TO lan4 = TOLp4
TOLp4 <--- cat cable / VLAN trunk ----> NGpT
On the TO configure trunk ports
config interface 'lan'
option type 'bridge'
option ifname 'lan0 lan1 lan2 lan3 lan4.1'
config interface 'dmz'
option type 'bridge'
option ifname 'lan4.2'
On the NG (pardon I cannot assist with the exact config for it)
configure NGpT as trunk port (tagged) with VLAN ID 1 and 2
configure NGpL as access ports (untagged) with VLAN ID 1
configure NGpW as access ports (untagged) with VLAN ID 2
Maybe also have a look at this thread (towards the bootom or what is marked as solution) [Solved] Internet redudancy with two routers and two connections
Excuse me the late response, I have few time...
Then, this seems to work:
Turris Omnia.
config interface 'lan'
option type 'bridge'
option ifname 'lan0 lan1 lan2 lan3 lan4'
config interface 'dmz'
option type 'bridge'
option ifname 'lan4.1'
Netgear wndr3700v2 (This is a switch, don't have direct internet acces, it gets internet access through Turris Omnia)
config interface 'lan'
option type 'bridge'
option ifname 'eth0 eth1'
config device 'lan_eth0_dev'
option name 'eth0'
config device 'lan_eth1_dev'
option name 'eth1'
config interface 'dmz'
option type 'bridge'
option ifname 'eth1.1'
config switch
option name 'switch0'
option reset '1'
option enable_vlan '1'
config switch_vlan
option device 'switch0'
option vlan '1'
option ports '0 1 2 3 5'
I can't find documentation about config device 'lan_ethX_dev', only this .

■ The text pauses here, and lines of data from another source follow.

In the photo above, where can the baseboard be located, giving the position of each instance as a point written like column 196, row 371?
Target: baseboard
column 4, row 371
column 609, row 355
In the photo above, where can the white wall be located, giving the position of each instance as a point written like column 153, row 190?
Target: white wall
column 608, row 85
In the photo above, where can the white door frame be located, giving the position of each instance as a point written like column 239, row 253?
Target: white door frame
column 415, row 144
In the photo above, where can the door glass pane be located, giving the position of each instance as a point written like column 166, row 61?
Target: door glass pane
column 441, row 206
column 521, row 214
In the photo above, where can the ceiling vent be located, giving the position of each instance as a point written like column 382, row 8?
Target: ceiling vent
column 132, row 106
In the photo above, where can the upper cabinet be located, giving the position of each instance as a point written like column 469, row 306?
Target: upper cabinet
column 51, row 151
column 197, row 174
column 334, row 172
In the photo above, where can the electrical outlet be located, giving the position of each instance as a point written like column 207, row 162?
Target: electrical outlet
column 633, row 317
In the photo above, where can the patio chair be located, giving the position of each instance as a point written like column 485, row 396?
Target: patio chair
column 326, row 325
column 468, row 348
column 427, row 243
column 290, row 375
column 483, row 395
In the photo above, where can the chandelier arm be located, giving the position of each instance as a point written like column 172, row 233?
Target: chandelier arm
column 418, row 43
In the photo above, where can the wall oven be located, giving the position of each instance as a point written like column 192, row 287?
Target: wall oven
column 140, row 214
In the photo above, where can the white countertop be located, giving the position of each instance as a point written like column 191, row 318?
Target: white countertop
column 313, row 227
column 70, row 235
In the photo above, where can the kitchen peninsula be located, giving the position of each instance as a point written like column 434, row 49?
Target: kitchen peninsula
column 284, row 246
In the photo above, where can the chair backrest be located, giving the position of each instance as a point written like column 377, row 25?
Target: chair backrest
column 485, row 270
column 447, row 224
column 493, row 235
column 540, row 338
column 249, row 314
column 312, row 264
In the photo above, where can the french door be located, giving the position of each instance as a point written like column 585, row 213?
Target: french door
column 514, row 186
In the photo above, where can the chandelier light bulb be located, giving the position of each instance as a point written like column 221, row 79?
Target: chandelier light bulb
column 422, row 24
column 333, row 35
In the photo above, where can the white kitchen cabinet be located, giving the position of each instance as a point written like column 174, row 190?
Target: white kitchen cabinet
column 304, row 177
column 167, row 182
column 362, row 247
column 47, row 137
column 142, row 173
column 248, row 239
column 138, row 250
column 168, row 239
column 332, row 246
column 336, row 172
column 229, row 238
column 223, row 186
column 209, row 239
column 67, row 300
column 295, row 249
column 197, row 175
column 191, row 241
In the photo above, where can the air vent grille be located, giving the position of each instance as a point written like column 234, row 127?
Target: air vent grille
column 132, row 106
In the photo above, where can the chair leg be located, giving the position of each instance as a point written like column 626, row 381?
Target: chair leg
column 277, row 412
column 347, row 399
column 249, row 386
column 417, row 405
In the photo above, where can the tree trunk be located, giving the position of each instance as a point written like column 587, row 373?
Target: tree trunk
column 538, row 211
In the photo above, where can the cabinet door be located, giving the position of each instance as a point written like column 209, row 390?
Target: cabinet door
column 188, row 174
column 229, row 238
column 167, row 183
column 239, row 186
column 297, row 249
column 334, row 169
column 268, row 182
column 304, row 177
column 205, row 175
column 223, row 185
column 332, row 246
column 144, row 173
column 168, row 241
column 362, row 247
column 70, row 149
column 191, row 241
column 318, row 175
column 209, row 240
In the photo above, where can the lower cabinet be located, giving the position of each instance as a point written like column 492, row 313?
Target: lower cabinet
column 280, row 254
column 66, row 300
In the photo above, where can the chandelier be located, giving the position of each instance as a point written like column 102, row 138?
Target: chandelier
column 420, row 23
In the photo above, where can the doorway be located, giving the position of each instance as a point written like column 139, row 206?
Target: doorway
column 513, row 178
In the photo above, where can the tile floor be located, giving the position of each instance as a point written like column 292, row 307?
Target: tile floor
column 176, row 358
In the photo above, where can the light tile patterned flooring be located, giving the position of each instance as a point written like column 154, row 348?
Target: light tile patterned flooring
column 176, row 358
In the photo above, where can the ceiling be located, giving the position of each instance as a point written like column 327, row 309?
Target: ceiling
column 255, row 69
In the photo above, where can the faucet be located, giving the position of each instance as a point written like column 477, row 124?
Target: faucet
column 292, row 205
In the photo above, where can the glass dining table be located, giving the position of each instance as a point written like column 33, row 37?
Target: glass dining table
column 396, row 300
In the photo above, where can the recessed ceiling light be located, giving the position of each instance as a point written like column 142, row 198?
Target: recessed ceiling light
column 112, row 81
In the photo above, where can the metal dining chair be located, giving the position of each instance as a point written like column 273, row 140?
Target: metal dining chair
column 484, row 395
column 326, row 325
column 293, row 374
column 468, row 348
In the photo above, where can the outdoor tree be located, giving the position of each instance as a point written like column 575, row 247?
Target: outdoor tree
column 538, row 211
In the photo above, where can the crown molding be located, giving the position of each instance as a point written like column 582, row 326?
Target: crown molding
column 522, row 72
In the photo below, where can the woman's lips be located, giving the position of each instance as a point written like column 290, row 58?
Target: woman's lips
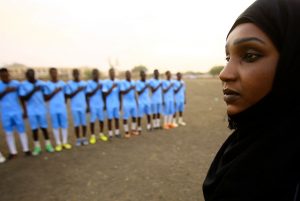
column 230, row 95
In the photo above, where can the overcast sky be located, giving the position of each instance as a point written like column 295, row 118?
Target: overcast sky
column 165, row 34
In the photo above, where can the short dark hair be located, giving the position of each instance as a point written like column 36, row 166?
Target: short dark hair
column 3, row 70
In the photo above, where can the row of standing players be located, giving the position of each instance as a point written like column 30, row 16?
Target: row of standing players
column 103, row 99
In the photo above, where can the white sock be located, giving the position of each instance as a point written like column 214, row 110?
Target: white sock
column 133, row 126
column 47, row 142
column 65, row 135
column 37, row 144
column 126, row 129
column 24, row 141
column 166, row 119
column 10, row 139
column 56, row 136
column 110, row 133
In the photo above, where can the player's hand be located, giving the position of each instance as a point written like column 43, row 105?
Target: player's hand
column 10, row 89
column 37, row 88
column 25, row 115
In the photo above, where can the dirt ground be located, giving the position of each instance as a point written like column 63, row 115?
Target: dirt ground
column 156, row 166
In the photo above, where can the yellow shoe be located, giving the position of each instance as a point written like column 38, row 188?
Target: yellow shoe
column 103, row 137
column 67, row 146
column 58, row 148
column 93, row 139
column 166, row 127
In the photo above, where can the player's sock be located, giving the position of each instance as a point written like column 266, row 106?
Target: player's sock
column 10, row 139
column 166, row 120
column 126, row 129
column 56, row 136
column 133, row 126
column 24, row 141
column 65, row 135
column 37, row 144
column 110, row 133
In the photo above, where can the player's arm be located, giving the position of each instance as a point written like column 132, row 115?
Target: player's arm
column 6, row 91
column 30, row 94
column 51, row 95
column 94, row 91
column 76, row 92
column 168, row 88
column 178, row 89
column 142, row 90
column 155, row 89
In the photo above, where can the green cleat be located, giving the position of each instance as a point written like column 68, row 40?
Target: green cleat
column 36, row 151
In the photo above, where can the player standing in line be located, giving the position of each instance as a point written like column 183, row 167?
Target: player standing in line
column 169, row 104
column 31, row 91
column 55, row 95
column 111, row 89
column 96, row 105
column 144, row 107
column 11, row 114
column 156, row 99
column 129, row 104
column 76, row 92
column 180, row 99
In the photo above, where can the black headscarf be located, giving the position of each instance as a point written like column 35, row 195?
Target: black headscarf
column 260, row 159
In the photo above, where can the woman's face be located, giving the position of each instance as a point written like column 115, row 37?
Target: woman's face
column 248, row 76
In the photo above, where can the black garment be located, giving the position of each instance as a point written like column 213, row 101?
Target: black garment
column 261, row 159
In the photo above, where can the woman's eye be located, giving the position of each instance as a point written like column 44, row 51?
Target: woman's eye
column 251, row 57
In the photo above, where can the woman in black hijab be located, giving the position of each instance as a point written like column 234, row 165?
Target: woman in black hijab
column 260, row 159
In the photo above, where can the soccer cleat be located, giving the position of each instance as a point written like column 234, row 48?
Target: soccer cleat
column 36, row 151
column 127, row 135
column 78, row 142
column 166, row 127
column 93, row 139
column 58, row 148
column 2, row 159
column 49, row 148
column 27, row 153
column 103, row 137
column 12, row 156
column 67, row 146
column 182, row 123
column 84, row 141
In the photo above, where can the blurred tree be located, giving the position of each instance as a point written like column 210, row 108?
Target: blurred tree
column 216, row 70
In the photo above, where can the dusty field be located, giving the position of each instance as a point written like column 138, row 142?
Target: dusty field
column 159, row 165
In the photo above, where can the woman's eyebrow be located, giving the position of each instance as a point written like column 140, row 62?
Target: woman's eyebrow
column 244, row 40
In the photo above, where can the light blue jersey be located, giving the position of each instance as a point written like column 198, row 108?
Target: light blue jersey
column 36, row 104
column 156, row 97
column 11, row 113
column 112, row 100
column 169, row 96
column 10, row 104
column 95, row 101
column 78, row 102
column 57, row 104
column 144, row 97
column 180, row 95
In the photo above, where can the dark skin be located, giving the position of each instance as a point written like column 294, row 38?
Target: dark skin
column 95, row 77
column 109, row 121
column 76, row 78
column 53, row 77
column 143, row 79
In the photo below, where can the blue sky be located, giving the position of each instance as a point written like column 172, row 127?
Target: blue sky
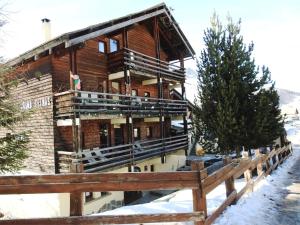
column 273, row 26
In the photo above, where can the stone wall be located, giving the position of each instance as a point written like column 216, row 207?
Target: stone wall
column 35, row 95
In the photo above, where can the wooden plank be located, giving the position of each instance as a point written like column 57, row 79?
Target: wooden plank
column 229, row 182
column 98, row 182
column 98, row 177
column 199, row 196
column 231, row 198
column 248, row 186
column 119, row 219
column 94, row 34
column 218, row 177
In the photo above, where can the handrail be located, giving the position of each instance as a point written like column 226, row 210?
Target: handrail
column 97, row 159
column 198, row 180
column 82, row 102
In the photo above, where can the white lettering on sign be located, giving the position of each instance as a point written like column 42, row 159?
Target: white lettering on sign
column 36, row 103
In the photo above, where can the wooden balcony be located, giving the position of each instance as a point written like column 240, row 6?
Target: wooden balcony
column 141, row 64
column 100, row 159
column 87, row 103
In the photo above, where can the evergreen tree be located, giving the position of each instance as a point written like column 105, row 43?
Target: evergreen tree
column 269, row 122
column 13, row 147
column 229, row 83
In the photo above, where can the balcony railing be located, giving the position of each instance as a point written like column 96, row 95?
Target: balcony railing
column 83, row 102
column 99, row 159
column 143, row 63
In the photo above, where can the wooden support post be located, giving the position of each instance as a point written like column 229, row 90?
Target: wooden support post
column 259, row 165
column 247, row 173
column 76, row 198
column 76, row 131
column 199, row 196
column 229, row 183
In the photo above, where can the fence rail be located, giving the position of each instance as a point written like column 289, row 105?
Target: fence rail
column 99, row 159
column 198, row 180
column 85, row 102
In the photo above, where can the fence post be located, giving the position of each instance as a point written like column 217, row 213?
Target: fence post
column 76, row 198
column 259, row 165
column 199, row 196
column 229, row 183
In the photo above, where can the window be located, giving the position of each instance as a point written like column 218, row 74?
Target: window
column 113, row 45
column 134, row 92
column 152, row 168
column 137, row 133
column 147, row 95
column 149, row 132
column 101, row 46
column 88, row 196
column 104, row 193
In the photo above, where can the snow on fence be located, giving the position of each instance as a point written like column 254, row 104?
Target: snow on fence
column 197, row 180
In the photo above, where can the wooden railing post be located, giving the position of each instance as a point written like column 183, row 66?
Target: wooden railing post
column 229, row 183
column 199, row 196
column 76, row 198
column 248, row 172
column 259, row 165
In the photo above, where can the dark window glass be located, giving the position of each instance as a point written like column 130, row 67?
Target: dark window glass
column 149, row 132
column 101, row 46
column 134, row 92
column 137, row 133
column 113, row 45
column 147, row 95
column 88, row 196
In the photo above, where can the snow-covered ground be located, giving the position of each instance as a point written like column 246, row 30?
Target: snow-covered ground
column 258, row 207
column 253, row 208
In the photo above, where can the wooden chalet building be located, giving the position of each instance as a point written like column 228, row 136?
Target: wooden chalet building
column 120, row 118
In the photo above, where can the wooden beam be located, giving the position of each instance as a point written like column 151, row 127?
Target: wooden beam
column 121, row 25
column 118, row 121
column 230, row 199
column 109, row 219
column 82, row 182
column 199, row 196
column 151, row 119
column 117, row 75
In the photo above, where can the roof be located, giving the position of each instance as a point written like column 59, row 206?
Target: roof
column 75, row 37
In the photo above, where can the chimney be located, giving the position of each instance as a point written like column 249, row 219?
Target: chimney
column 46, row 29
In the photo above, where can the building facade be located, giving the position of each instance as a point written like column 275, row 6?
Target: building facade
column 100, row 99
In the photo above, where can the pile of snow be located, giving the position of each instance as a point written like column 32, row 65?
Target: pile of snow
column 29, row 205
column 258, row 207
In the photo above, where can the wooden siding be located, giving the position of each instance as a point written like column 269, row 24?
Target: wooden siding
column 39, row 123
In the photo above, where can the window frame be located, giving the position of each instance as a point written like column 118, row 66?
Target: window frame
column 136, row 92
column 117, row 45
column 138, row 137
column 104, row 47
column 150, row 135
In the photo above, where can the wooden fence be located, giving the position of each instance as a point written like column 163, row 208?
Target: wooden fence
column 198, row 180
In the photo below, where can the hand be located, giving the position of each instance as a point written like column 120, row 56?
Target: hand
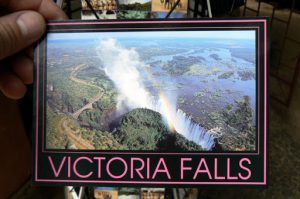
column 22, row 22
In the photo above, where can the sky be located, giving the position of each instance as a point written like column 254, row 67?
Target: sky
column 229, row 35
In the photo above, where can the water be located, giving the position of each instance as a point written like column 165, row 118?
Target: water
column 123, row 67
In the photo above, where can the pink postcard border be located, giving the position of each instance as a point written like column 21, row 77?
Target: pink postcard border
column 264, row 21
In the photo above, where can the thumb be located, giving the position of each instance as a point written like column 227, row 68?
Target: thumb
column 19, row 30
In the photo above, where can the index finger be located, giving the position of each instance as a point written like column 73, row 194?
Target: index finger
column 47, row 8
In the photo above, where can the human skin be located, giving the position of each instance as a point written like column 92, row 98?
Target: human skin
column 21, row 24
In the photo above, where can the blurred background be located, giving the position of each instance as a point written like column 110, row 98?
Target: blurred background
column 284, row 112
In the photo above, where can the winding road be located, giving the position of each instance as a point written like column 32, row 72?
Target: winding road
column 64, row 127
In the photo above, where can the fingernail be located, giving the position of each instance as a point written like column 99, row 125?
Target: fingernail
column 31, row 24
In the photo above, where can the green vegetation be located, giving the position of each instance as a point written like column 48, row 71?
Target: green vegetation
column 102, row 140
column 67, row 95
column 236, row 131
column 144, row 129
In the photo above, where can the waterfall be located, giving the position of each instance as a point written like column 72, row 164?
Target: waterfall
column 122, row 66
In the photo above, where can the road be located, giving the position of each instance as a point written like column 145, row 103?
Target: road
column 74, row 136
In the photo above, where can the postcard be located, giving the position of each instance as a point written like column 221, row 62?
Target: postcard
column 152, row 103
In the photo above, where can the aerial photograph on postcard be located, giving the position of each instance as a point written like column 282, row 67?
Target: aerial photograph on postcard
column 152, row 91
column 134, row 9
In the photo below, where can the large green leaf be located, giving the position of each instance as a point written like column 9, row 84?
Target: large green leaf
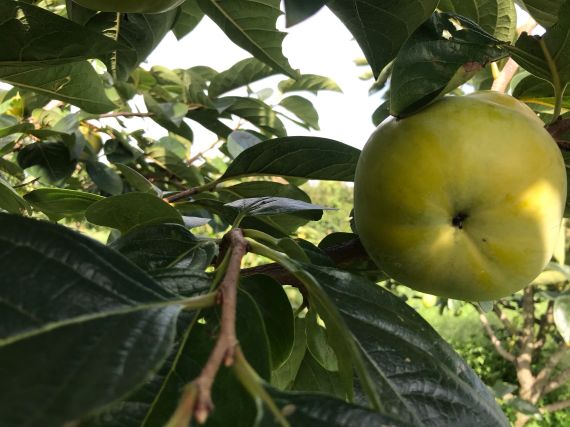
column 240, row 74
column 547, row 57
column 190, row 16
column 25, row 41
column 10, row 200
column 166, row 245
column 497, row 17
column 562, row 316
column 317, row 410
column 382, row 26
column 129, row 210
column 298, row 10
column 80, row 328
column 416, row 373
column 277, row 315
column 73, row 82
column 61, row 202
column 138, row 35
column 309, row 82
column 256, row 112
column 545, row 12
column 462, row 49
column 153, row 405
column 105, row 178
column 251, row 25
column 303, row 109
column 284, row 223
column 301, row 157
column 50, row 161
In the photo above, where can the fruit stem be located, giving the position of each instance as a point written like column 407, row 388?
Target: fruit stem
column 558, row 89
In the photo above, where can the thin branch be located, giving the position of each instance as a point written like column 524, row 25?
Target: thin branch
column 550, row 365
column 501, row 83
column 558, row 381
column 125, row 114
column 558, row 127
column 558, row 406
column 342, row 255
column 496, row 341
column 505, row 320
column 203, row 152
column 197, row 398
column 190, row 192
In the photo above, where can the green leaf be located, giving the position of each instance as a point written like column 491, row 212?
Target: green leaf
column 256, row 112
column 562, row 316
column 242, row 73
column 310, row 83
column 317, row 344
column 137, row 181
column 297, row 11
column 463, row 49
column 75, row 82
column 138, row 34
column 381, row 113
column 61, row 202
column 239, row 141
column 183, row 281
column 251, row 25
column 190, row 16
column 49, row 161
column 284, row 224
column 299, row 157
column 496, row 17
column 381, row 27
column 303, row 109
column 317, row 410
column 169, row 116
column 25, row 41
column 261, row 206
column 105, row 178
column 547, row 56
column 10, row 200
column 164, row 246
column 113, row 324
column 277, row 315
column 11, row 169
column 416, row 373
column 154, row 404
column 313, row 377
column 284, row 376
column 545, row 12
column 129, row 210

I will need to test that networks are isolated really. And It looks to be some trouble with DNS resolution on devices connected to LAN on Netgear (I will need verify this).
I would like to meet your opinion about this config. Thanks.
see [1]
does not achieve anything, can be removed.
Which is somewhat odd since it seems that you wanted VID 1 for LAN and VID 2 for DMZ but now you set VID 1 for DMZ instead?
Do you have any port schematics/layout for the wndr3700v2? If I look this up it shows as Dualband-Gigabit-WLAN-Router instead but not a pure switch device, apparently with a build in switch (4 lan ports?). What are the eth0 (WAN?) and eth1 (CPU port facing the switch?) ports?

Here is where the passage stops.